Die Geschichte der Parscher Kirche schreibt der Weichselbaumhof. Sein Ursprung reicht bis ins Jahr 998 zurück. Er ist eines der ältesten Bauerngüter im Land Salzburg – mit einer sehr bewegten Geschichte bis ins 20. Jahrhundert. Nach dem Zweiten Weltkrieg wurde die enteignete Liegenschaft dem Kloster St. Peter rückerstattet und von der Gemeinschaft der „Missionare vom Kostbaren Blut“ um 220.000 Schilling erworben. Damit war der erste Schritt zu einer eigenen Pfarrkirche in Parsch getan.
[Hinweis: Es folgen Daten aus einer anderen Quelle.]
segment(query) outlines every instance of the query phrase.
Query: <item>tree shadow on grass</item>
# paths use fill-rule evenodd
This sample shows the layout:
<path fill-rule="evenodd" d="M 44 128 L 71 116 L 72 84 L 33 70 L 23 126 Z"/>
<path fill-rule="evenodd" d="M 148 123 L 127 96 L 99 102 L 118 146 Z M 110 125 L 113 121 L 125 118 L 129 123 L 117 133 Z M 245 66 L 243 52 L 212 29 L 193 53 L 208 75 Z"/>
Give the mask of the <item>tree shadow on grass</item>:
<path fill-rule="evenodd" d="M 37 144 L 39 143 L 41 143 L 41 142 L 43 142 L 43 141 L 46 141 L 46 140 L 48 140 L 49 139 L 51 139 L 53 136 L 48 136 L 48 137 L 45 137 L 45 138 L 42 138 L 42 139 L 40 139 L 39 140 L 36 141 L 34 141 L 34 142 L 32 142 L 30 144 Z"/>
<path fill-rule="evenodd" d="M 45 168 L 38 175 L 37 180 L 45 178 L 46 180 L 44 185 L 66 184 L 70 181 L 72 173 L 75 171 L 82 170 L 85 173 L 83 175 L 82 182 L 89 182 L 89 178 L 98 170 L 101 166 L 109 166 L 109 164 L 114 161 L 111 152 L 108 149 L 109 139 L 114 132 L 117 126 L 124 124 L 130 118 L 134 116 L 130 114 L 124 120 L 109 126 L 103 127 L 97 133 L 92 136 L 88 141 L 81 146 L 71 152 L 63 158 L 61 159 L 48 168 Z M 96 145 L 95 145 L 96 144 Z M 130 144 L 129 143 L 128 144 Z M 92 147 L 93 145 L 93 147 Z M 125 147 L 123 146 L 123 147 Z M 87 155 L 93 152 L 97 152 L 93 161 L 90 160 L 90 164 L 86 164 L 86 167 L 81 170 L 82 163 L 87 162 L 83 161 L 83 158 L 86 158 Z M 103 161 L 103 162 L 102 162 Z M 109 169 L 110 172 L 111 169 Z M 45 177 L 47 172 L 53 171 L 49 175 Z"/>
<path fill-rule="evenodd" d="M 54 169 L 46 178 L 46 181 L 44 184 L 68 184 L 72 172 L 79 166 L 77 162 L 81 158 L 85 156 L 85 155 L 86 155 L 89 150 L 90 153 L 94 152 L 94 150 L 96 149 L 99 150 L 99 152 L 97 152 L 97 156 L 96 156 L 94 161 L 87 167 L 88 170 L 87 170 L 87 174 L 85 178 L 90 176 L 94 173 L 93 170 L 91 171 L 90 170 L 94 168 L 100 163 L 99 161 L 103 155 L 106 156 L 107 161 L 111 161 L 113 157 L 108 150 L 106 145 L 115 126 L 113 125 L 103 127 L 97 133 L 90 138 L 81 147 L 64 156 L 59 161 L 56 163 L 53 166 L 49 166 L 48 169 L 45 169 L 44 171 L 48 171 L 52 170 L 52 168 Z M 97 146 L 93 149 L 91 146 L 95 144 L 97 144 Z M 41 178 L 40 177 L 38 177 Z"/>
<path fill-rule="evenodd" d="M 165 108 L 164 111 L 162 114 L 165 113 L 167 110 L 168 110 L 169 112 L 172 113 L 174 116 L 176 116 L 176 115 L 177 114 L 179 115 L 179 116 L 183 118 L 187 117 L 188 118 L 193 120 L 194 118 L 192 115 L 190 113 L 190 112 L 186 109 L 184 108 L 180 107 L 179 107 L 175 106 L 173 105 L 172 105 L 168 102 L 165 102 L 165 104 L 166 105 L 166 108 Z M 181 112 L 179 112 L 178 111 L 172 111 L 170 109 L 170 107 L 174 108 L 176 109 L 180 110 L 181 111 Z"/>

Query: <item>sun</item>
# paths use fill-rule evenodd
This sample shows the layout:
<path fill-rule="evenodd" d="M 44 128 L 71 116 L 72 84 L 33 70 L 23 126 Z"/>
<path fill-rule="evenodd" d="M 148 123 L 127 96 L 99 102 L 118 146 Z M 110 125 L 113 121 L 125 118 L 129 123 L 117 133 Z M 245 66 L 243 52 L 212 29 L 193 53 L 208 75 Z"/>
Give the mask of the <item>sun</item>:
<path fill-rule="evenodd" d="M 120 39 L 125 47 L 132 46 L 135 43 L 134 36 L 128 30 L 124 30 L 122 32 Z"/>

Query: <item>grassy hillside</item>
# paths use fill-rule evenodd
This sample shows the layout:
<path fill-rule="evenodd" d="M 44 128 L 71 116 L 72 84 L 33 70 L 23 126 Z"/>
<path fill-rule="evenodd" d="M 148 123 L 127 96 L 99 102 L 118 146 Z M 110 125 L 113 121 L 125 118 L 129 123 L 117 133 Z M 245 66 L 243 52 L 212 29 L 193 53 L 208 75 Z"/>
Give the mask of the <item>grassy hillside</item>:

Während anfangs aus finanziellen Mitteln provisorisch nur ein Pfarrsaal mit Unterkirche im alten Stallgewölbe geplant war, schlug Architekt Clemens Holzmeister eine völlige Neuplanung der Kirche durch die Architektengruppe 4 (Johann Spalt, Wilhelm Holzbauer, Friedrich Kurrent) vor, allesamt Schüler Holzmeis-
ters. Diesen war klar: „Kirchturm brauche der massive umgebaute Bauernhof keinen, aber Licht von oben“, erinnert sich Friedrich Kurrent. 1955 erfolgte die Grundsteinlegung, am 4. August 1956 bereits die Einweihung des damals gewagten Gesamtkunstwerks, das als „modernste Kirche Österreichs“ in der Presse betitelt wurde. „Zur Zeit der Kirchweihe war dies alles zu früh. Erzbischof Rohracher überließ seinem Weihbischof Johannes Filzer die Weihe“, ergänzt er lächelnd. Erst 1959 bekam die Kirche eine Orgel und wurden Glocken angeschafft.

In der Parscher Kirche verewigten sich namhafte Künstler: Oskar Kokoschka fertigte den Betonschnitt am Südportal mit den Motiven „Sündenfall“ und „Taufe“ an. Der Wiener Bildhauer Fritz Wotruba gestaltete die Plastik eines leidenden Chris-tus über dem Haupteingang. Das hölzerne Altarkreuz ist eine späte Jakob Adlhart Schnitzerei, der Keramikkreuzweg ein frühes Werk von Franz Josef Altenburg, rundet die Ausstattung ab. Josef Mikl schuf die Fenster und entwarf das Messgewand, das seine Frau Franziska nähte.

„Das Besondere an unserer Kirche ist der vorkonziliare Volksaltar. Die Mitte unserer Kirche. Von hier geht eine tiefe Spiritualität aus“, ist Pfarrgemeinderatsobmann Stefan Jordis begeistert. Dass die Kirche ursprünglich ein Bauernhof war, ist heute noch sichtbar: „Nach wie vor ist viel unter einem Dach: Kindergarten, Schulkindgruppe, die zweitgrößte Pfadfindergruppe von ganz Salzburg. Unser Team von Ehrenamtlichen zwischen 20 Jahren und Mitte 80 pflegt den Garten, das Haus und ein gutes Miteinander mit den Menschen im näheren Umkreis.“ Die Pfarre will mit möglichst vielen ins Gespräch kommen, eine gute Nachbarschaft pflegen, ein Zentrum im Leben sein. „Wir verinnerlichen uns immer wieder neu, dass der Herr unser Mittelpunkt ist, das wollen wir teilen und mit der bunten Nachbarschaft in Einklang bringen“, sagt Stefan Jordis.